A local company on Wednesday initiated a project to treat rain water and to maintain sewage stations in Basra province at a cost of almost one billion Iraqi dinars, an official source said.
“The project includes rehabilitation work on rain water networks to prevent flooding during winter…,” an official source from Basra’s sewage department, Engineer Hazem Mohammed, told Aswat al-Iraq
“The project will be financed by Basra’s reconstruction and services support committee and supervised by the local sewage department,” Mohammed noted, adding that the scheduled completion period is four months.
The committee, presided over by the minister of state for parliamentary affairs, Safaa al-Din al-Safi, was set up in synchronization with the commencement of Operation Saulat al-Fursan (Knights’ Assault) in late March.
Basra, 590 km (340 miles) south of the Iraqi capital Baghdad, has an estimated metropolitan population of 2,300,000 in 2008.

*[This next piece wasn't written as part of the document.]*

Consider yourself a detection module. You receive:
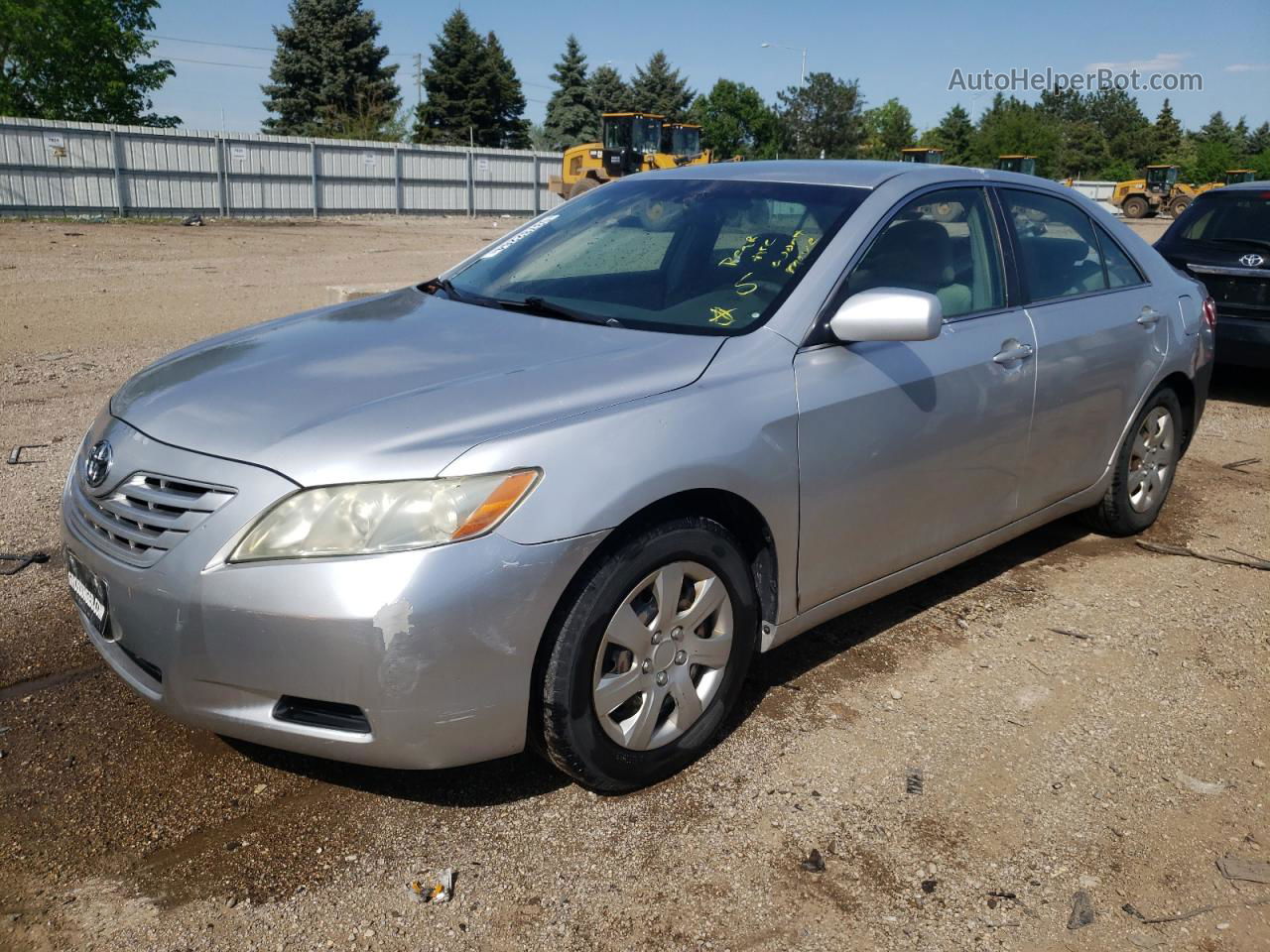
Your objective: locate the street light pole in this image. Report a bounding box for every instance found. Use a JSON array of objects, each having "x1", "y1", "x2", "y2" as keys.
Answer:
[{"x1": 759, "y1": 44, "x2": 807, "y2": 87}]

Basra, a Shiite province with 20 percent of the population are Sunnis, is the cradle of the first civilization of Sumer. It has the seven main Iraqi ports. The first built in Islam 14 A.H. (After Hegira), the city played an important role in early Islamic history.
The area surrounding Basra has substantial petroleum resources and many oil wells. The city’s oil refinery has a production capacity of about 140,000 barrels per day (bpd).
The only Iraqi outlet to the sea, Basra is in a fertile agricultural region, with major products including rice, maize corn, barley, pearl millet, wheat and dates as well as livestock.
A network of canals flowed through the city, giving it the nickname “The Venice of the Middle East” at least at high tide.
The only Iraqi outlet to the sea, Basra has the commercial ports of Iraq.